5242 Practice Final

5242 PRACTICE FINAL

Spring 2000

Information Systems and Quantitative Sciences, College of Business. Texas Tech University, Page 1

This exam consists of multiple choice questions and two exercises. The multiple-choice questions are worth 70% of the exam grade. Place your answers on the accompanying computerized answer sheet. Be certain to record your name on this exam as well as on the answer sheet.

1. Integer programming models are used to characterize

knapsack loading problems.
fixed charge problems
capital budgeting problems
all of these.
a and c only

2. Compared with standard linear programming algorithms, those for treating integer linear programming problems usually are:

less complex, due to fewer possible solutions
less amenable to “what if” and sensitivity analysis
always heuristic
easier to formulate, simplier

3. When imposing integer variables to an otherwise standard linear programming problem,

rounding down a non-integer solution will always give a feasible solution to the integer model
round up a non-integer solution will always give an infeasible solution to the integer model
round off a non-integer solution will always give an optimal solution to the integer model
none of these

4. The optimal value of the objective function to a standard linear programming model with a maximization objective is 675. If integer restrictions are now imposed on the decision variables, one can be sure that the optimal value of

objective function to the integer model will:

be greater than 675
equal 675
not exceed 675
not be less than 675

LINEAR PROGRAMMING

Use the following output for questions 5 through 10

min 4x1+5x2+6x3

S.T.

1) x1+x2+x3<85

2) 3x1+4x2+2x3>280

3) 2x1+4x2+4x3>320

Obj. Function Value = 400.000000

Variable Value Reduced Costs

------

X1 0.000000 1.500000

X2 0.000000 3.000000

X3 80.000000 0.000000

Constraint Slack/Surplus Shadow Prices

------

1 5.000000 0.000000

2 0.000000 1.250000

3 40.000000 0.000000

OBJECTIVE COEFFICIENT RANGES

Variable Lower Current Upper

Limit Value Limit

X1 2.500000 4.000000 No Limit

X2 2.000000 5.000000 10.00000

X3 5.000000 6.000000 No Limit

RIGHT HAND SIDE RANGES

Constraint Lower Current Upper

Limit ValueLimit

------

1 80.000000 85.000000 No Limit

2 No Limit 280.000000 320.000000

3 280.000000 320.000000 360.000000

5. What variables make up the non-basis?

X1, X2, X3
S1, S2, S3
X2, S2, X3
X1, X2, S2
X2, S1, S2

6. Which constraints are non-binding?

1, 2, 3
2, 3
3 only
1 and 3
1 and 2

7. If the obj. fcn. coefficient associated with X3 were reduced from 6 to 5.02 what would happen?

Nothing.
Basis change: X3 would enter the basis.
Basis change: X3 would exit the basis.
The obj. function value would increase.
The obj. function value would decrease.

8. Which of the following statements is NOT true?
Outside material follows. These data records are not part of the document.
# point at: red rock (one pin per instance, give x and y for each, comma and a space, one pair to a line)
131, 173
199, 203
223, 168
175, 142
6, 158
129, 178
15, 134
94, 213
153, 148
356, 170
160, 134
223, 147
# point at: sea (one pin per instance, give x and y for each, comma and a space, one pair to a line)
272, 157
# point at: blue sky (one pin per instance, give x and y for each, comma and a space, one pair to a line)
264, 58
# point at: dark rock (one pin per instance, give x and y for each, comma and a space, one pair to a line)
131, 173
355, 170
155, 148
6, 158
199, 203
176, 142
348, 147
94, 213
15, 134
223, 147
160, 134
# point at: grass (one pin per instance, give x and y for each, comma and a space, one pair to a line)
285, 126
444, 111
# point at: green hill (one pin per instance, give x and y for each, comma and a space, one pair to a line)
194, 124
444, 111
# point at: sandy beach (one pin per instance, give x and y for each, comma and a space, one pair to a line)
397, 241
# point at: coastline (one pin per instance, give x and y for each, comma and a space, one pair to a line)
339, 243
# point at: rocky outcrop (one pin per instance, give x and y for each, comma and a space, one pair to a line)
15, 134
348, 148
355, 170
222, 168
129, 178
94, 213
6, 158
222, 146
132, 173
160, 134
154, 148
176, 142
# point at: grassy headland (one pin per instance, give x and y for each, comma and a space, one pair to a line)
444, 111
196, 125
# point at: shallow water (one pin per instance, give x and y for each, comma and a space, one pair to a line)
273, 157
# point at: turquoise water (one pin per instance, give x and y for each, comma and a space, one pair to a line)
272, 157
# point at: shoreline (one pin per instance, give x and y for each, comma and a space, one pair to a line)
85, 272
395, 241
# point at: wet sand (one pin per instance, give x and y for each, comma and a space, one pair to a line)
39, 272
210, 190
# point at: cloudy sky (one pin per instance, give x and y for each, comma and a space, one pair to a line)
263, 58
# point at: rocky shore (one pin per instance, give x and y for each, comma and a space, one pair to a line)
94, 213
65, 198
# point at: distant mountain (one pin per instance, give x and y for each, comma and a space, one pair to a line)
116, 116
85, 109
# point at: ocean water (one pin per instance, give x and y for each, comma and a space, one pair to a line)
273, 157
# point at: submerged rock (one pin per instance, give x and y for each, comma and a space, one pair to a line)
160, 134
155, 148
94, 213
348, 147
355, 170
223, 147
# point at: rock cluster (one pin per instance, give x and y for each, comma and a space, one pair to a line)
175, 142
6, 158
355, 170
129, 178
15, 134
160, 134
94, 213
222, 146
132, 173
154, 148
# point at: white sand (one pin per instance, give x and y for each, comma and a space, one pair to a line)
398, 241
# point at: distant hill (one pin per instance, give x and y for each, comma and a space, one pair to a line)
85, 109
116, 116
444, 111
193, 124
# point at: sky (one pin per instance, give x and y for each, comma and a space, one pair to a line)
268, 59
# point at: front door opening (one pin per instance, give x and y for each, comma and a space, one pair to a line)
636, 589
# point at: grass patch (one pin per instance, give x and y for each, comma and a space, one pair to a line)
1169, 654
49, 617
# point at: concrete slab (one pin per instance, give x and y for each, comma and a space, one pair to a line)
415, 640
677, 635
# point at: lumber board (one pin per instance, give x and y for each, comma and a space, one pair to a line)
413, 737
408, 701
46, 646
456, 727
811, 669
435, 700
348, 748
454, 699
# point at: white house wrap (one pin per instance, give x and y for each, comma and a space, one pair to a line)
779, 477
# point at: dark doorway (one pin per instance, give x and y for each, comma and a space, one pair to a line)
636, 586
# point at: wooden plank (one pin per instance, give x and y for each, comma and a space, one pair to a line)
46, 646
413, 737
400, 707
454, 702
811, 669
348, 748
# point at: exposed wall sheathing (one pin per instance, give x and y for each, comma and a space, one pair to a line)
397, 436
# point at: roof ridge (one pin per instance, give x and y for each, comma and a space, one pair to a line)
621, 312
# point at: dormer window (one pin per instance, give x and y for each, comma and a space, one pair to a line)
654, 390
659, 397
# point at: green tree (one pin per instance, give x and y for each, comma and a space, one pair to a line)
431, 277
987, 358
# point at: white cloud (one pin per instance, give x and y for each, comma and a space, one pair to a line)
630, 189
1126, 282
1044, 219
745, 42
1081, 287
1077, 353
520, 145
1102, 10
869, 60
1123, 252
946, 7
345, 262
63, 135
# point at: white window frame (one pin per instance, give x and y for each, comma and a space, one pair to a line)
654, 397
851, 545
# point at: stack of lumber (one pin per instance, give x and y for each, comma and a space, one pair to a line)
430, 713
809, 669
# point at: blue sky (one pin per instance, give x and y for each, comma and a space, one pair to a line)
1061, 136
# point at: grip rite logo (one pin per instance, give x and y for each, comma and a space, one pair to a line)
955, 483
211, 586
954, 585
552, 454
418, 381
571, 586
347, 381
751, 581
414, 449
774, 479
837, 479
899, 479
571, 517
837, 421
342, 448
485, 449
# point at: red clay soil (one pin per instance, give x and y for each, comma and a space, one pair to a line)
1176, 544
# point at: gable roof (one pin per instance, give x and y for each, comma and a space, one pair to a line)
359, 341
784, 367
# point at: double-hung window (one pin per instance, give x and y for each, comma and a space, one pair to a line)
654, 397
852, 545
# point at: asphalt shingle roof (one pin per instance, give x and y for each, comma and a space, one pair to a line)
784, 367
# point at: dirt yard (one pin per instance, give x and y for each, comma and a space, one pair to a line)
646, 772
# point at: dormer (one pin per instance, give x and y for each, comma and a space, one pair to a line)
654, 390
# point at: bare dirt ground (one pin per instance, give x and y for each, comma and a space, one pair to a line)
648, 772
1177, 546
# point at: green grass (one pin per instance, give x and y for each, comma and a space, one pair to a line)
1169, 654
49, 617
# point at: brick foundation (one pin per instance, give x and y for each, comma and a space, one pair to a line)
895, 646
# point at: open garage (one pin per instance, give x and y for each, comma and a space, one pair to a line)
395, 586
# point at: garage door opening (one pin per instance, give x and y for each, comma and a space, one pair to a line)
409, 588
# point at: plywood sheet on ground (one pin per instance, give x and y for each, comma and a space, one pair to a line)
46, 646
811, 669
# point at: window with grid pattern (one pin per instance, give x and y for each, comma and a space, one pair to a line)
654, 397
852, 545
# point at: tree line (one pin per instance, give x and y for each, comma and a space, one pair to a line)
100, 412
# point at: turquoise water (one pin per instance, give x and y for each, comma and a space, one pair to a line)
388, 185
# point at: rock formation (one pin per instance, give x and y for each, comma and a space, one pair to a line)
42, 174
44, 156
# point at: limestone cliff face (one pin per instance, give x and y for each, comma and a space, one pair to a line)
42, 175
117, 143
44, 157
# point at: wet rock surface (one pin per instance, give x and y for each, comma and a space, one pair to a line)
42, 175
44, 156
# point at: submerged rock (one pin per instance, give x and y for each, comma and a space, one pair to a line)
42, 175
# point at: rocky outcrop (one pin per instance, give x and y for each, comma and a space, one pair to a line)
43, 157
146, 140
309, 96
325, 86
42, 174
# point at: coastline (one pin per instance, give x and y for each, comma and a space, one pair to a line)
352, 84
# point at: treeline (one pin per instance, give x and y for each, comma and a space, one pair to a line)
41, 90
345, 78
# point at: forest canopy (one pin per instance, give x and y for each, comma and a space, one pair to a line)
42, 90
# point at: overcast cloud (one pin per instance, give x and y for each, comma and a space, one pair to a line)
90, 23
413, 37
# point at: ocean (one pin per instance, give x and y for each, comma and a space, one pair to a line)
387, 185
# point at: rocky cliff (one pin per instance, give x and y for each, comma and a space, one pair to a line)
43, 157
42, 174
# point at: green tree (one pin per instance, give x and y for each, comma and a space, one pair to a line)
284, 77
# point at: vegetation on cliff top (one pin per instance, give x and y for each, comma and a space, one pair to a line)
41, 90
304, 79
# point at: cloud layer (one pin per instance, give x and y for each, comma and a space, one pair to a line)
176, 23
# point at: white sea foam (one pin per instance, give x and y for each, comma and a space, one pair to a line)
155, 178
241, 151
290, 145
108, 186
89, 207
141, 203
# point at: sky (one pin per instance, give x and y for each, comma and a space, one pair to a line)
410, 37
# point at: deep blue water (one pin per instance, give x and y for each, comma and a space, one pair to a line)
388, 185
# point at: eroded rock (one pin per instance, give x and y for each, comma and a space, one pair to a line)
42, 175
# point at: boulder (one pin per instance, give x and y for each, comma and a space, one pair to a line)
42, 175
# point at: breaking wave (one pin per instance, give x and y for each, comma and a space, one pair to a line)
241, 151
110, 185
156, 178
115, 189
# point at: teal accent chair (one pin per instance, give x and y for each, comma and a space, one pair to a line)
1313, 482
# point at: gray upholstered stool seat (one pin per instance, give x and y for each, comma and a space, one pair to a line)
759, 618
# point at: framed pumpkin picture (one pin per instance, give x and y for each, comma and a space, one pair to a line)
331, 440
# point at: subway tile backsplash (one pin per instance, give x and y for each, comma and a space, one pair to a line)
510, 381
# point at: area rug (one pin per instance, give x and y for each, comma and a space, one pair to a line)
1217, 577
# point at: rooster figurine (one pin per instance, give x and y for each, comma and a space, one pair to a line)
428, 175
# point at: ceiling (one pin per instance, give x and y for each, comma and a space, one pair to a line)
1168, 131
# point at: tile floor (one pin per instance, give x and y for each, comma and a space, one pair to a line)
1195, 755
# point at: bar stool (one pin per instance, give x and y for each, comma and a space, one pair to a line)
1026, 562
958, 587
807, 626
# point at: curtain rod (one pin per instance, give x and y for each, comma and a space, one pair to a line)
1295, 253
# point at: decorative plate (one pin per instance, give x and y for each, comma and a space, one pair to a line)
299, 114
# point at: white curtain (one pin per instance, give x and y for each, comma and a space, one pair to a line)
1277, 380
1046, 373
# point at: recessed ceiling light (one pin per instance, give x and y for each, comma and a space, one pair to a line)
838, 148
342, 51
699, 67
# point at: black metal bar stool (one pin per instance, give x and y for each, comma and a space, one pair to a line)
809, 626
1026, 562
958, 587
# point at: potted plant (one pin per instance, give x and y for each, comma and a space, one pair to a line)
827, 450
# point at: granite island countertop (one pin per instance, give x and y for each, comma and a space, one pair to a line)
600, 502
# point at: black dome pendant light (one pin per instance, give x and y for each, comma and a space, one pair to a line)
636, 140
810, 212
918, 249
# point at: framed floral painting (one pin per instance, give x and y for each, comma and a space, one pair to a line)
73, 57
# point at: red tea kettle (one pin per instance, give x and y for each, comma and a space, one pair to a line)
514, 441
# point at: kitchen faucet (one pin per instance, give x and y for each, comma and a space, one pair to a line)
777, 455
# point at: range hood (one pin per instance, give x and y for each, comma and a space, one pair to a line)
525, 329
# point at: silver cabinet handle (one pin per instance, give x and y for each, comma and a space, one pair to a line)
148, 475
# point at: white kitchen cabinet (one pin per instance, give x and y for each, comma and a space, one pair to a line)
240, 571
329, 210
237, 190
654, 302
a. A feasible solution satisfies all constraints.

b. An optimal solution satisfies all constraints.

c. An infeasible solution violates all constraints.

d. A feasible solution point does not have to lie on the boundary of the feasible region.

9. If the RHS associated with constraint 2 were increased from its present value of 280 to 300 what would happen?

Nothing
Basis change
No basis change, but basis variable values would change
No basis change, but obj. fcn value at optimality would change

e. both c and d above

10. If the obj. function coefficient of X1 were reduced from its current value of 4 to 2

a. Nothing.

b. Basis change: X1 would enter the basis

c. Basis change: X1 would exit the basis

d. The obj function value would increase.

11. An over-constrained linear programming problem results in what type of solution?

a. Unbounded.

b. Degenerate

c. Infeasible.

d. Sub-optimal

12. A marketing research application uses the variable HD to represent the number of homeowners interviewed during the day. The objective function minimizes the cost of interviewing this and other categories and there is a constraint that HD >= 100. The solution indicates that interviewing another homeowner during the day will increase costs by 10.00. What do you know?

a. the obj. function coefficient of HD is 10.

b. the shadow price for the HD constraint is 10.

c. the obj. function coefficient of HD is -10.

d. the reduced cost for the HD constraint is -10.

13. The shadow price for a constraint that compares funds used with funds available is .058. This means that

a. the cost of additional funds is 5.8%.

b. if more funds can be obtained at a rate of 5.5%, some should be.

c. no more funds are needed.

d. the objective was to minimize.

14. Let CM = the number of components to make and CB = the number of components to buy. If no more than 3000 components are needed, then

a. CM - CB <= 3000

b. CM + CB <= 3000

c. CM - CB >= 3000

d. CM + CB = 3000

15. If xij = the production of product i in period j, then to indicate that the limit on production of 3 products in period 2 is 400,

a. x21 + x22 + x23 <= 400

b. x12 + x22 + x32 <= 400

c. x32 <= 400

d. x23 <= 400

16. The amount that the objective function coefficient of a decision variable would have to improve before that variable would become a basis variable and have a positive value in the solution is the

shadow price.
surplus variable.
reduced cost.
upper limit.
constraint RHS

17. To find the optimal solution to a linear programming problem, move parallel objective function lines

a. out until the last feasible point is touched.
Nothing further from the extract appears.